One can use dynamic programming to store the values of $$f(1),f(2),..,f(n-1)$$ in an array so that computation of $$f(n)$$ only requires $$O(n)$$ time as long as the values of $$f(1),f(2)...,f(n-1)$$ are already stored in an array. The total time complexity of such a dynamic programming algorithm would be $$O(n^{2})$$ which makes sense if you consider the actual psuedocode of such an algorithm. But what would be the recurrence? Would it be $$T(n) = n + \max(T(1),...,T(n-1))$$ ?

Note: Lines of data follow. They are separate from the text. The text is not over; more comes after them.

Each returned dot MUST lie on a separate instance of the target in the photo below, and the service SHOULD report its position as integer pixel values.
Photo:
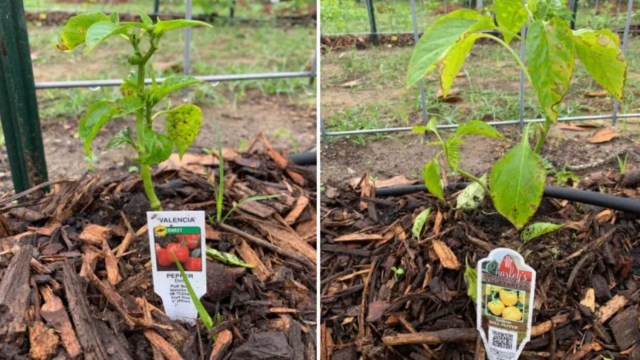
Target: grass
(222, 50)
(244, 9)
(488, 86)
(351, 17)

If all of your values start out unstored, then $$T(n) = n + T(1) + T(2) + \cdots + T(n - 1)$$ still, however, when computing $$T(n - 1)$$, $$T(1)$$ through $$T(n - 2)$$ have already been found, so $$T(n - 1) = n - 1 + O(1)$$. Same for $$T(1)$$ through $$T(n - 2)$$ ($$T(1)$$ is just $$O(1)$$). This gives an overall runtime of $$T(n) = n + O(1) + (1 + O(1)) + \cdots + (n - 1 + O(1)) = \frac{n(n-1)}{2}+n(1+O(1))=O(n^2)$$